Co-trimoxazole Therapy – One Step Closer towards Better AIDS Treatment
AIDS (Acquired Immunodeficiency Syndrome) – who does not want its cure? The worldwide consensus is to achieve it for the improvement of human health. Scientists have been trying since long to acquire this. Have they been successful? Yes, but how far? Let’s find it out.
AIDS is considered as one of the deadliest diseases. Being a viral infection, it was first discovered in 1981 and is now progressing rapidly, adding to the worldwide mortality. Antiretroviral therapy (ART) is directed against it, which has shown promising results in recent years. World Health Organization (WHO) guidelines indicate the use of ART in people having CD4 T-cell count less than 500/µl (especially in those having it below 350/µl) or in those who are symptomatic regardless of CD4 count. (1)
United States has also extended these guidelines for those people who have been diagnosed positive for Human Immunodeficiency Virus (HIV) regardless of CD4 count or symptoms. (2) This, along with treating opportunistic infections that develop as a part and parcel of AIDS, help in decreasing mortality due to HIV and improving health care. But there has been a breakthrough in the treatment regimen for AIDs recently. Scientists have discovered that co-trimoxazole prophylaxis for more than 96 weeks of ART helps in reducing the disease burden.
Co-trimoxazole is an antibiotic consisting of 1 part trimethoprime with 5 parts of sulfamethoxazole and has bactericidal action. A study very recently published in New England Journal of Medicine demonstrated the effect of co-trimoxazole after 96 weeks’ treatment of ART in reducing mortality in HIV patients. It was conducted in sub-Saharan Africa (Uganda and Zimbabwe) which is the most endemic area of AIDS with 69% of the global HIV infected patients living here. Women account for about 60% of the cases here.
The study was directed to compare the effects of prophylactic co-trimoxazole in HIV infected patients in a randomized trial in two groups, one in which patients continued having prophylaxis treatment with the forth mentioned drug and another group in which the prophylaxis treatment was stopped. The study showed that in contrast with the patients who continued with co-trimoxazole therapy, those who had abandoned it had more frequent hospitalizations mainly due to malaria and other infections including pneumonia, sepsis, diarrhea and meningitis and an increased death rate. Parasitemia was also higher in this group. Adverse events like anemia also occurred more.

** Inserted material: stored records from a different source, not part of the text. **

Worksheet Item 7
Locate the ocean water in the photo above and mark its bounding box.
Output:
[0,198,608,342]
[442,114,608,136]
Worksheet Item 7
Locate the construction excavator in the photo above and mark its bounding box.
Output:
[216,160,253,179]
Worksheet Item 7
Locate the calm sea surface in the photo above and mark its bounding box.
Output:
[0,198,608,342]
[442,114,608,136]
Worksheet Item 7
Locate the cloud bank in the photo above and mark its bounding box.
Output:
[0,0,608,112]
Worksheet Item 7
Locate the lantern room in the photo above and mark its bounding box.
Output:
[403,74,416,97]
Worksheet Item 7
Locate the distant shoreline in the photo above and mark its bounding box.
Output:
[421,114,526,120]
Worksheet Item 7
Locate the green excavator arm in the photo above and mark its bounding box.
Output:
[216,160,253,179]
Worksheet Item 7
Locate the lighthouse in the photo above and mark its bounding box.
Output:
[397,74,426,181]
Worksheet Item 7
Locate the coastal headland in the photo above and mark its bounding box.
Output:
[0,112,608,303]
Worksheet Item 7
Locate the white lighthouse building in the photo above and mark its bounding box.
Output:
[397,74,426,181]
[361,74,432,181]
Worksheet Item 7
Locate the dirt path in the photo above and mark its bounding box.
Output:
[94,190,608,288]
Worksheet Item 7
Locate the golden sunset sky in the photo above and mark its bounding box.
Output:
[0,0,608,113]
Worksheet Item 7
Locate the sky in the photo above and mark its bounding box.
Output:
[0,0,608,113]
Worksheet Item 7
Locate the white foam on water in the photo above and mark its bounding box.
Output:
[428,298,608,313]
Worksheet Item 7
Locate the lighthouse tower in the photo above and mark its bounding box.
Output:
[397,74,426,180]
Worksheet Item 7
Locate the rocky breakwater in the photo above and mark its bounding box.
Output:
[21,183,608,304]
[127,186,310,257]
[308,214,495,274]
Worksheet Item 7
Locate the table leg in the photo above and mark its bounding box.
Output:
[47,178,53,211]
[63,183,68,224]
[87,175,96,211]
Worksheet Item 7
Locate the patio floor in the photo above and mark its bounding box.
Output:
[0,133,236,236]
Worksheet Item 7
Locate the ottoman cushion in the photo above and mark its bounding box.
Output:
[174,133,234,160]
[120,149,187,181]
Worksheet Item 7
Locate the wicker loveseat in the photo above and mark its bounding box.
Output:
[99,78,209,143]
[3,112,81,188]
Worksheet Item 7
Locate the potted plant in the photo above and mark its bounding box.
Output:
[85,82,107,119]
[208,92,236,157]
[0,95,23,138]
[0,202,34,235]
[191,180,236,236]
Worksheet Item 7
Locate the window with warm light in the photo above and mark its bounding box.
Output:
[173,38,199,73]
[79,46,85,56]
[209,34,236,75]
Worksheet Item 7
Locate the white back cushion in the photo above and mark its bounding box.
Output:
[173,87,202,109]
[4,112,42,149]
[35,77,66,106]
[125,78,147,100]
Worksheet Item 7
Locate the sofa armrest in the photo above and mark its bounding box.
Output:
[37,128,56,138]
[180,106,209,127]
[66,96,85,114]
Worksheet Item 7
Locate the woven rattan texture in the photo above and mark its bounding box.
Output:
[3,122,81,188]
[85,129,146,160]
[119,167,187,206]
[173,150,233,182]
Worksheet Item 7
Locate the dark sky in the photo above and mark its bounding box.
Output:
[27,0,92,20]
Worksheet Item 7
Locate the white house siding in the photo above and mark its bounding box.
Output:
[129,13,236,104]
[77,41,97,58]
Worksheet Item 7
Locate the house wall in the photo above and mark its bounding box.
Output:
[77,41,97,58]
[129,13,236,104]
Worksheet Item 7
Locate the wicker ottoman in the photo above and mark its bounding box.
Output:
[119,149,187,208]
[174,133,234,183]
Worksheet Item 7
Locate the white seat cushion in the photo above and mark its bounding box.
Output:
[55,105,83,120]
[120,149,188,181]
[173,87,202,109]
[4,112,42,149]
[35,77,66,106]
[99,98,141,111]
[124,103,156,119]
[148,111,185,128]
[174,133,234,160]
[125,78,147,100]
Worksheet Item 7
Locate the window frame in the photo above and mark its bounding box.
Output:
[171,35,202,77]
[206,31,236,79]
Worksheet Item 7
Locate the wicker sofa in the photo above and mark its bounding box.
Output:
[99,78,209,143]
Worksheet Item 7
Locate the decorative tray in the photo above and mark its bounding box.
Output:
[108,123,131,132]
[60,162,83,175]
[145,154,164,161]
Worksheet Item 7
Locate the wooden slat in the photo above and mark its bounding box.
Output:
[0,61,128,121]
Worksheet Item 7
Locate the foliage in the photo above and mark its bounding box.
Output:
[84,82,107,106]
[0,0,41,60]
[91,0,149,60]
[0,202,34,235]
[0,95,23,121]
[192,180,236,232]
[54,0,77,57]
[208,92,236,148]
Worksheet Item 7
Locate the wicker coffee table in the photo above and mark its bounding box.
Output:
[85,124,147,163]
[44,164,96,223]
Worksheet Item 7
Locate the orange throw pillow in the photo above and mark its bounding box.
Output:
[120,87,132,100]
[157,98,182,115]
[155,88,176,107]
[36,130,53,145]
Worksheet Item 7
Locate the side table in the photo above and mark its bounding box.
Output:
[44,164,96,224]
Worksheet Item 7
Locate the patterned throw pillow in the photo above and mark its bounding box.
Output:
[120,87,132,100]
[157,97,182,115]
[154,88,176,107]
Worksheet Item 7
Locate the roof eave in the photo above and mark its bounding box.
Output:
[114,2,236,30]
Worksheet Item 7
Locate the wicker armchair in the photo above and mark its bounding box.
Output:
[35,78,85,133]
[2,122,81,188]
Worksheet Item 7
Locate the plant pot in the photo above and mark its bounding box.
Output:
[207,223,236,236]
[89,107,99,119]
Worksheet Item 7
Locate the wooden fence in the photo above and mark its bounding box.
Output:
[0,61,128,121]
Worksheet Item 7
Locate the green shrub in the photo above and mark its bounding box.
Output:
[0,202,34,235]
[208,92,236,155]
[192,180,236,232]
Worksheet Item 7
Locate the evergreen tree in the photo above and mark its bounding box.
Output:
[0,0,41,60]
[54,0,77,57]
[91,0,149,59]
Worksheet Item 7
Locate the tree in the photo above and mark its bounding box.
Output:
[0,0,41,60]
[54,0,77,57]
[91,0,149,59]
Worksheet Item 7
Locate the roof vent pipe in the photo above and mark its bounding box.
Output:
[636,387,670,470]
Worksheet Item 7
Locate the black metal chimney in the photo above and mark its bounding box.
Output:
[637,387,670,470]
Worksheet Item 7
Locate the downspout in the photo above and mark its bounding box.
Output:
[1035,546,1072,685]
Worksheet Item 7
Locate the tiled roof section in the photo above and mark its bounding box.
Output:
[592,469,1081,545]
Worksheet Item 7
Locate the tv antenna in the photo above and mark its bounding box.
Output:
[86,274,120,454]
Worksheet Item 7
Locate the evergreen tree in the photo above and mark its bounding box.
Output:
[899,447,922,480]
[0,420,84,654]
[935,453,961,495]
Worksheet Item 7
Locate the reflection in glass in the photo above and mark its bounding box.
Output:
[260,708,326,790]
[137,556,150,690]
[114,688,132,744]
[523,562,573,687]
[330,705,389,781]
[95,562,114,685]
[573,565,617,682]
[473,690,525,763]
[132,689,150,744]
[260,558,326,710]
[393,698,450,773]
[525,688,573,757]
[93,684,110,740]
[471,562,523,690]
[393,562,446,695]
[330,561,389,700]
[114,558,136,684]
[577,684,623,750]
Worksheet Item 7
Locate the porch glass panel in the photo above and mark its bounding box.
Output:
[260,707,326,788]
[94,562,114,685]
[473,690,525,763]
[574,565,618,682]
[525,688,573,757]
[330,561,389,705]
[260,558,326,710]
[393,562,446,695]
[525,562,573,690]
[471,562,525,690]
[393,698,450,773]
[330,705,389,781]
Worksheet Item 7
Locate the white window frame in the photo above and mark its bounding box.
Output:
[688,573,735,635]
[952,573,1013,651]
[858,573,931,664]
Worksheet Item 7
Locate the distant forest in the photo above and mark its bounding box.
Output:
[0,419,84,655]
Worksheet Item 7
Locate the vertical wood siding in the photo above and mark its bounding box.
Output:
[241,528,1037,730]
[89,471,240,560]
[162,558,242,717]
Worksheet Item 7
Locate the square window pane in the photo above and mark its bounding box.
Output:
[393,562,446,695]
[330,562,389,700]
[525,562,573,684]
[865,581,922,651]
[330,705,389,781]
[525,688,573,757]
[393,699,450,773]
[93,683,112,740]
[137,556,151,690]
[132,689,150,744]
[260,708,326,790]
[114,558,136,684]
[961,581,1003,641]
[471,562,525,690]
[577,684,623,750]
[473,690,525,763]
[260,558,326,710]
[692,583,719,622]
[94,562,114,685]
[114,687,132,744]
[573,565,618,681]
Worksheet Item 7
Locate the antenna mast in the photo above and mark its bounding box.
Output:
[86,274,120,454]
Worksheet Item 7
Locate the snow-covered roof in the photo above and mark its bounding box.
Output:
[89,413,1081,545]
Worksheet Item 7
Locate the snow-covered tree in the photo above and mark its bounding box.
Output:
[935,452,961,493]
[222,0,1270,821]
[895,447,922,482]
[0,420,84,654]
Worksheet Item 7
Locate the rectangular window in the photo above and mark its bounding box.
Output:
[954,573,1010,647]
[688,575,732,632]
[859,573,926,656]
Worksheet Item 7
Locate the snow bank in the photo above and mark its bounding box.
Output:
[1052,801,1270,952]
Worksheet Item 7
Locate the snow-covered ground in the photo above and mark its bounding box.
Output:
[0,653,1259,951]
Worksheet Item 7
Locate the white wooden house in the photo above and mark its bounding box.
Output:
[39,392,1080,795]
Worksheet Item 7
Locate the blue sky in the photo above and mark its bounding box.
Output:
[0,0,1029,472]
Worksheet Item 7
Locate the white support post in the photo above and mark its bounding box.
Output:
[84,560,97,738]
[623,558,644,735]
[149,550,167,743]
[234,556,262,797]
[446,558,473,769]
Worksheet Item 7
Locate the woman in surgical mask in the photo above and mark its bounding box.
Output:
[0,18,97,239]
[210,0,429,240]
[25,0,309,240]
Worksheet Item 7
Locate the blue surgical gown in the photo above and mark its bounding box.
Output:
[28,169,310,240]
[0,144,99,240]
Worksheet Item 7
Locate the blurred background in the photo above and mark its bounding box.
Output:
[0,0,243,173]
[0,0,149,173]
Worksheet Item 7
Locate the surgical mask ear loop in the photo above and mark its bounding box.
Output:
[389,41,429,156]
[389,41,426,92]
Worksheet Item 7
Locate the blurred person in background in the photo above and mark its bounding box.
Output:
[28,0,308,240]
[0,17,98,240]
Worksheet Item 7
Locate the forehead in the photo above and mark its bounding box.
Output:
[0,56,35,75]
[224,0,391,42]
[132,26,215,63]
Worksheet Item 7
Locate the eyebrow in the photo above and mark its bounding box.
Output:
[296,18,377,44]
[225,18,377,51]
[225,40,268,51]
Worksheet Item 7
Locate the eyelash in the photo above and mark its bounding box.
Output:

But on the other hand, co-trimoxazole prophylaxis continued group was more fortunate in maintaining better health with an increase in the hemoglobin formation and CD4 T-cell count. However, the other group showed a more rapid increase in white blood cell count (WBC) and neutrophils, but a slower increase in CD4 count. Neutrophils and WBC count rose very slowly in the prophylaxis continuing group, probably due to myelosuppressive effects of the prophylactic drug. One disadvantage in the group continuing with prophylaxis was however, more cases of tuberculosis. The efficacy of co-trimoxazole remained unaltered for age, sex, health center or country and was maximum for patients having CD4 T-cell count 30% or more. (33)
Overall, co-trimoxazole proved to be a promising drug in reducing HIV induced mortality and also helps to improve the quality of life of such patients. Its long trial has been successful and we can anticipate its use for treatment of HIV soon in future. AIDS is a deadly disease which in spite of having promising treatment, is still considered absolutely fatal by common man.
The severe deteriorating condition, opportunistic infections, long term medications and their adverse effects are all disliked by the patient. AIDS also brings about with it psychological trauma for the patient and the closed ones alike. A new discovery in the treatment plan of AIDS will therefore be very much welcomed with high hopes.
1. Consolidated guidelines on the use of antiretroviral drugs for treating and preventing HIV infection. World Health Organization. 2013. pp. 28–30.
2. Guidelines for the Use of Antiretroviral Agents in HIV-1-Infected Adults and Adolescents. Department of Health and Human Services. Feb 12, 2013. p. i. Retrieved 3 January 2014.
3. Bwakura-Dangarembizi M, Kendall L, Bakeera-Kitaka S, Nahirya-Ntege P, Keishanyu R, Nathoo K, Spyer MJ, Kekitiinwa A, Lutaakome J, Mhute T, Kasirye P, Munderi P, Musiime V, Gibb DM, Walker AS, Prendergast AJ; Antiretroviral Research for Watoto (ARROW) Trial Team. A randomized trial of prolonged co-trimoxazole in HIV-infected children in Africa. N Engl J Med. 2014 Jan 2;370(1):41-53.